Étant donné que la Terre, pendant une grande partie de son histoire, pourrait avoir été dominée uniquement par ce type de microorganismes, les auteurs de l’étude estiment leur présence plus probable sur les exoplanètes que celle d’autres organismes. Les bactéries violettes conféreraient à ces mondes extraterrestres une « empreinte lumineuse », qui pourrait à son tour être détectée par les télescopes terrestres et spatiaux de prochaine génération, tels que le Très Grand Télescope et l’Observatoire des Mondes Habitables. En effet, ces instruments seront capables d’enquêter sur la composition chimique des exoplanètes, mettant en évidence d’éventuelles traces de vie. À ce jour, parmi les plus de 5 500 exoplanètes découvertes, une trentaine orbite dans la zone habitable de leur étoile mère (celle qui pourrait potentiellement abriter de l’eau liquide) et pourrait abriter la vie. Les chercheurs ne devraient pas manquer l’occasion de rechercher les traces laissées par les bactéries violettes, qui sont beaucoup plus probables que celles laissées par les petits hommes verts et gris qui pullulent dans la littérature de science-fiction.

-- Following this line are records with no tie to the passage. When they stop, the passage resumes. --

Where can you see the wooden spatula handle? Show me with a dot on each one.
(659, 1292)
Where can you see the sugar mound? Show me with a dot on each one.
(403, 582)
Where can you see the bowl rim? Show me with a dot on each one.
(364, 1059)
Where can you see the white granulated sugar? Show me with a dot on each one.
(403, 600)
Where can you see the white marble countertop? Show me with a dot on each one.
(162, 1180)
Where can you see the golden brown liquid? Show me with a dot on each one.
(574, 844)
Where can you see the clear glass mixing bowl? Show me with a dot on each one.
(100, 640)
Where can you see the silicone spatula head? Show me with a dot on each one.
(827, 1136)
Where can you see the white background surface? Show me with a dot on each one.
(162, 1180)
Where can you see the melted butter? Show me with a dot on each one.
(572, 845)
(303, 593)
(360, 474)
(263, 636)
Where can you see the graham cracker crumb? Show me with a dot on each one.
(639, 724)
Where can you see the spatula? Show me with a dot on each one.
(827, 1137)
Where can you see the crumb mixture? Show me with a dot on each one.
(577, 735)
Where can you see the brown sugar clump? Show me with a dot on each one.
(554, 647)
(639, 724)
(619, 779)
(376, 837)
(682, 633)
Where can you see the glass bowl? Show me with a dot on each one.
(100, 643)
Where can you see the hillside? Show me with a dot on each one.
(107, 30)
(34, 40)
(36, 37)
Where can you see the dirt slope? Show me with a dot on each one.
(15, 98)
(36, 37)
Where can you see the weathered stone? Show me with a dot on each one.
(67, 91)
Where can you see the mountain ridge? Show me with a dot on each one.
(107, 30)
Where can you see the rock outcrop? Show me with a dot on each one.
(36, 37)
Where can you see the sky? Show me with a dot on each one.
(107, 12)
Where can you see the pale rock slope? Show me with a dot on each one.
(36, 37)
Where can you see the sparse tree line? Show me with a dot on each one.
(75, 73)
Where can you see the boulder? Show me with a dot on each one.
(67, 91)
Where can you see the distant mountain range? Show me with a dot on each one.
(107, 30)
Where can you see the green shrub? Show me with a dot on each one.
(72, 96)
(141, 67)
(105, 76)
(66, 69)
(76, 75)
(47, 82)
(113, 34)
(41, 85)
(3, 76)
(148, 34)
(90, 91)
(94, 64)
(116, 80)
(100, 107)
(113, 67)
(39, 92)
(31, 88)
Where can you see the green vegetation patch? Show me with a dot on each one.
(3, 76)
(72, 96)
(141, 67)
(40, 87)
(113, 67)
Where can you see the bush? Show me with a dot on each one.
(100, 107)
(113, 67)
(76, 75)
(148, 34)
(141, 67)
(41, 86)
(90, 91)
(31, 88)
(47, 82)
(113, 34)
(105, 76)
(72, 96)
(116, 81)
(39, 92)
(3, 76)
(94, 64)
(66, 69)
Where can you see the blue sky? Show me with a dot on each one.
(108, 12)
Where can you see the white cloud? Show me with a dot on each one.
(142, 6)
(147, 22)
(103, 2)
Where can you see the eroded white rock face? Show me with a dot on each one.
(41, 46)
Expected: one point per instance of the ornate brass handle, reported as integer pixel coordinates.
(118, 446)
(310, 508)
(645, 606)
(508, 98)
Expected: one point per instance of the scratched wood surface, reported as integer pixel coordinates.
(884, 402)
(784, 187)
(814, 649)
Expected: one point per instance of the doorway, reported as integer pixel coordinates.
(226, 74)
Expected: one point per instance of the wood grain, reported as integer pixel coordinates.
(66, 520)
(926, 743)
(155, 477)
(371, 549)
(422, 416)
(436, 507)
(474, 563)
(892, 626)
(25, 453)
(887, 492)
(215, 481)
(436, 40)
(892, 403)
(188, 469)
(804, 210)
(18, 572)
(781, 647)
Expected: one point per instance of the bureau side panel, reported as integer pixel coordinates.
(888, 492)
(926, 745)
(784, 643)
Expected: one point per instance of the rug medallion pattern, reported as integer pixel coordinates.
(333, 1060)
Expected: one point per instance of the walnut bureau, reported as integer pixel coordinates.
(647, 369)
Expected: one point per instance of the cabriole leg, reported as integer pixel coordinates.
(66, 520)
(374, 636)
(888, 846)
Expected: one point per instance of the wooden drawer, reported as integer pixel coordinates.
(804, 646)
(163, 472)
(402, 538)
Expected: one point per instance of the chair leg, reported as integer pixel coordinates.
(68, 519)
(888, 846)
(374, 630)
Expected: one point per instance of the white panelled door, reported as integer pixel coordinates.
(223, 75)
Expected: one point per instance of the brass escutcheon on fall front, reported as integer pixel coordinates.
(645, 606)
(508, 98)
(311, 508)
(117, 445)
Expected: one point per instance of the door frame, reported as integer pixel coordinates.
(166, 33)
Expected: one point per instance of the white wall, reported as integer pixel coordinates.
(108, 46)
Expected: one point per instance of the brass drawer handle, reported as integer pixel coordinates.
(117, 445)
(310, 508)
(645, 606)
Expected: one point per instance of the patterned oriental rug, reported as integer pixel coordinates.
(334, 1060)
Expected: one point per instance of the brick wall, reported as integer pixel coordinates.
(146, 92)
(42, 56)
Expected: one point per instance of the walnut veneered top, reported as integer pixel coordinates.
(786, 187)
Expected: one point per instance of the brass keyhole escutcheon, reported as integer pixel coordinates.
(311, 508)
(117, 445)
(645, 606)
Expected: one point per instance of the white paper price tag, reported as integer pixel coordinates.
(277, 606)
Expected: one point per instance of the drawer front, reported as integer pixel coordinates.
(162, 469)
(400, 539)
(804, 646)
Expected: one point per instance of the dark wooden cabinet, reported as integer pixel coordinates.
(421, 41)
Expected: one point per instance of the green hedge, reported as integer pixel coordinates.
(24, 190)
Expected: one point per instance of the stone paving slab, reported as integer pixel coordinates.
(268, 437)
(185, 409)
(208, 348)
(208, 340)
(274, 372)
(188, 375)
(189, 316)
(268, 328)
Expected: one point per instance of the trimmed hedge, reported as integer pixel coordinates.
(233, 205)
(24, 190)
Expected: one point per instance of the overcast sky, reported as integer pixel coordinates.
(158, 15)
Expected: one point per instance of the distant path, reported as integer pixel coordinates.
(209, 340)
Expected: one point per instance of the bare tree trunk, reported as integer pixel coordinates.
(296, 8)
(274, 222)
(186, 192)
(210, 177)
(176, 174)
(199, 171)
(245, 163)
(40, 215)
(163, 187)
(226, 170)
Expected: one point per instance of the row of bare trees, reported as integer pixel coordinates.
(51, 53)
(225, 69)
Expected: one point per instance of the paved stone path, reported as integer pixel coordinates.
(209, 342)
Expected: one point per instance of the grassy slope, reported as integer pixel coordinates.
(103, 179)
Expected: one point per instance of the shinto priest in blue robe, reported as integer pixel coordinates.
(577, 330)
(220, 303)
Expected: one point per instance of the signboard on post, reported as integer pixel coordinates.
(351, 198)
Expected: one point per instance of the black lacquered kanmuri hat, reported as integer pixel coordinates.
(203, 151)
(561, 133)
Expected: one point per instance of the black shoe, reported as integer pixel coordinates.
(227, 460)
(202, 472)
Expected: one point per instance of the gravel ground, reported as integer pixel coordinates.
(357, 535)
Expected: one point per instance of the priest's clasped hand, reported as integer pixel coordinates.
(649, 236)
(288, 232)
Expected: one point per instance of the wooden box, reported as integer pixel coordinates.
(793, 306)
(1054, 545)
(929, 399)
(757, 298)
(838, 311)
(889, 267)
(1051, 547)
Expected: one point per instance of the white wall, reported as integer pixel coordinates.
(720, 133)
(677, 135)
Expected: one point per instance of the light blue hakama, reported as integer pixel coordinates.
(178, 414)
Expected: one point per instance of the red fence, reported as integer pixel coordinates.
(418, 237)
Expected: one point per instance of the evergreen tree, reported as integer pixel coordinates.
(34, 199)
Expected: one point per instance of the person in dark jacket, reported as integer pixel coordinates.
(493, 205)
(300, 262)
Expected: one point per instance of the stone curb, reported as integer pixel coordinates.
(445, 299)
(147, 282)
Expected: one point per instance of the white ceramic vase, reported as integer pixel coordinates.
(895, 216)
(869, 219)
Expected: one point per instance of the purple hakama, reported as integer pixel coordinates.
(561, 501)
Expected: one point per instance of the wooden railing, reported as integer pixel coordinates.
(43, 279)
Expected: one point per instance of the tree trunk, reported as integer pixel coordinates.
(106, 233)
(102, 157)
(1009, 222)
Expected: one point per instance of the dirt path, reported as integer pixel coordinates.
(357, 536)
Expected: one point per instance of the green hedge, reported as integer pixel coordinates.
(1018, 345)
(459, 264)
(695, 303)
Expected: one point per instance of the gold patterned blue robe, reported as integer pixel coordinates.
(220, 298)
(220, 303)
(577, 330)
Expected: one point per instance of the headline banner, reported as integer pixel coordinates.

« Les bactéries violettes peuvent prospérer dans une large gamme de conditions, ce qui en réalité l’un des principaux candidats à la vie qui pourrait dominer une variété de mondes », a déclaré le professeur Coelho dans un communiqué de presse. Les bactéries violettes, qui ont en réalité d’autres couleurs comme le jaune et le rouge, pourraient être présentes pratiquement partout dans un monde sans concurrence de plantes, d’algues et d’autres bactéries. « Un soleil rouge pourrait leur offrir les conditions les plus favorables pour la photosynthèse », a expliqué le professeur Coelho, faisant référence aux nombreuses naines rouges autour desquelles orbitent de nombreuses exoplanètes. Les chercheurs sont en train de mettre au point des bases de données avec des pigments biologiques et des spectres à haute résolution grâce auxquels il sera possible de former des algorithmes spécifiques, affinant la recherche de ces formes de vie lorsque les dispositifs appropriés seront prêts. Les détails de l’étude « Purple is the new green: biopigments and spectra of Earth-like purple worlds » ont été publiés dans la revue scientifique Monthly Notices of the Royal Astronomical Society.